Tomo Ohka has a surprising 10.8 career WAR. He was very good for the Expos after repeated false starts with the Red Sox. Still only had 3 seasons of more than 110 innings.
no, you're not
(Darvish certainly has a chance to catch him, though)
Best ERA+ seasons:
Nomo: 149, 131, 122, 112, 100
Kuroda: 126, 120, 114, 112, 106
Best WAR seasons:
Nomo: 4.9, 3.8, 3.8, 3.1, 2.4
Kuroda: 4.0, 3.9, 3.6, 2.2, 2.1
Guts 'n Glory:
Nomo: 2 no hitters, 0-2, 10.38 post-season record
Kuroda: 2-2, 3.94 post-season record
I guess career-wise, you gotta give it to Nomo, with his longevity, and slightly higher peak performance, and two no-hitters, while saying nothing pure value-wise, certainly count for something for certain definitions of "great". But Nomo never put together a five year stretch as good as Kuroda's, and Kuroda's been doing it from ages 33-37. Nomo was fading at those ages.

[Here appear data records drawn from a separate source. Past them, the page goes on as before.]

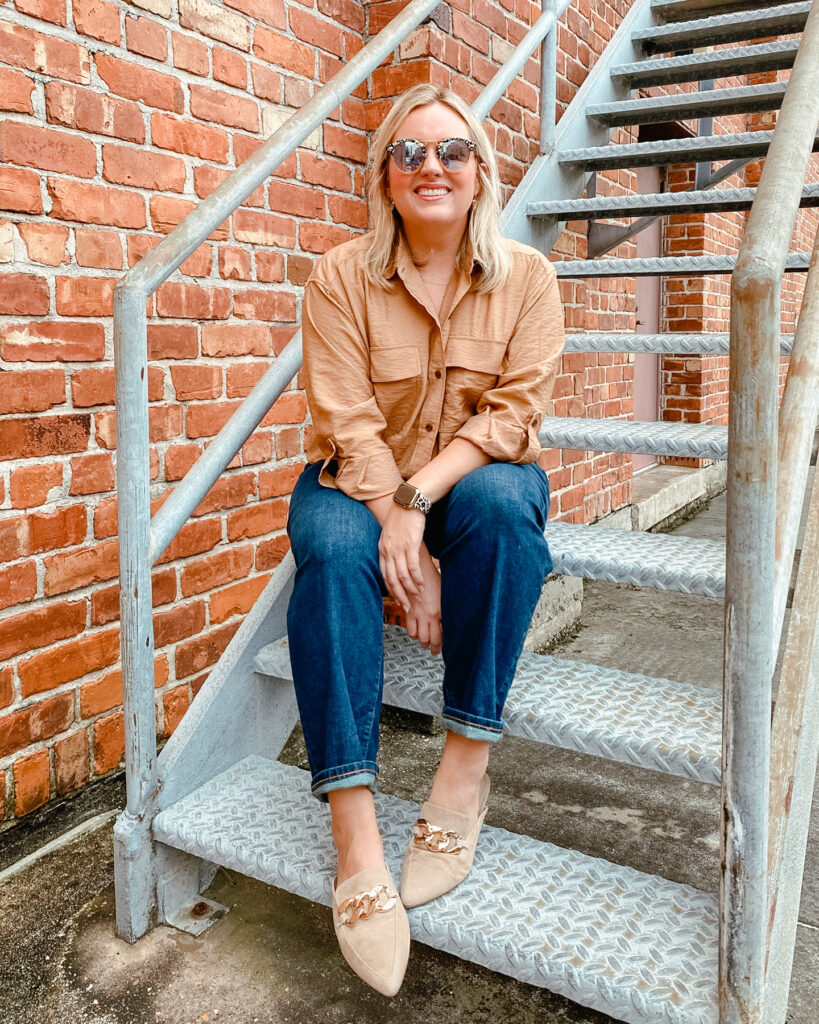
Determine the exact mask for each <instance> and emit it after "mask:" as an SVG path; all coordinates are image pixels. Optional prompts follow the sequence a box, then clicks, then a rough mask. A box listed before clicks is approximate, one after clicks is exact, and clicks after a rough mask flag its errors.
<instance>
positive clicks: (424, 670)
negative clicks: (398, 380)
mask: <svg viewBox="0 0 819 1024" xmlns="http://www.w3.org/2000/svg"><path fill="white" fill-rule="evenodd" d="M255 668H256V670H257V671H258V672H261V673H262V674H263V675H268V676H272V677H273V678H285V679H291V678H292V672H291V667H290V653H289V650H288V639H287V637H284V638H283V639H281V640H276V641H274V642H273V643H271V644H268V645H267V646H266V647H263V648H262V649H261V650H260V651H259V653H258V654H257V656H256V660H255ZM442 681H443V660H442V658H441V657H440V656H439V655H438V656H433V655H432V654H430V652H429V651H428V650H425V649H424V648H423V647H421V645H420V644H419V643H418V642H417V641H415V640H414V639H413V638H412V637H411V636H410V635H408V634H407V632H406V631H405V630H404V629H402V628H401V627H398V626H389V625H387V626H385V627H384V702H385V703H387V705H390V706H393V707H397V708H403V709H405V710H407V711H415V712H420V713H421V714H424V715H434V716H437V717H439V716H440V714H441V712H442V710H443V696H442V688H441V686H442ZM503 717H504V728H505V731H506V732H507V733H508V734H509V735H512V736H519V737H521V738H524V739H531V740H534V741H536V742H541V743H548V744H549V745H551V746H560V748H563V749H564V750H570V751H578V752H579V753H581V754H591V755H593V756H594V757H600V758H605V759H606V760H608V761H618V762H621V763H623V764H630V765H635V766H637V767H639V768H647V769H649V770H651V771H660V772H664V773H666V774H670V775H680V776H682V777H684V778H692V779H696V780H697V781H700V782H708V783H710V784H713V785H719V784H720V778H721V766H720V760H721V751H722V699H721V695H720V694H719V693H718V692H715V691H714V690H709V689H705V688H703V687H699V686H693V685H691V684H690V683H676V682H673V681H671V680H667V679H656V678H652V677H651V676H646V675H642V674H638V673H629V672H620V671H618V670H616V669H606V668H602V667H600V666H597V665H587V664H584V663H581V662H572V660H569V659H567V658H558V657H552V656H550V655H546V654H536V653H533V652H531V651H524V652H523V653H522V654H521V655H520V658H519V660H518V665H517V670H516V673H515V681H514V683H513V685H512V688H511V690H510V692H509V697H508V698H507V702H506V706H505V708H504V716H503Z"/></svg>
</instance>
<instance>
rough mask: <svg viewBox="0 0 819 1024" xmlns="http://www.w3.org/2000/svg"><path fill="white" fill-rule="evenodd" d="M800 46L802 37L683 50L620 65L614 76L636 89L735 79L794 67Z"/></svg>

If I'm going "narrative", it's all Nomo: first Japanese player since Murakami, longest career, 2 no hitters, thrilling debut and then late-career renaissance, piles and piles of strike-outs. But if I had to choose one to give me a season's worth of work, I go with Kuroda. It'll be interesting to see how much gas he has left in the tank.
You can't give back value that has been accumulated once the season has ended. The book is closed so to speak. The fact that a future season maybe of less or negative value has no impact on the value that was provided to a previous team. Seasons are discrete, non overlapping events.
My favorite thing about Tomo Ohka is that he decided for three games in 2006 that he'd hit left-handed--and went 3-6.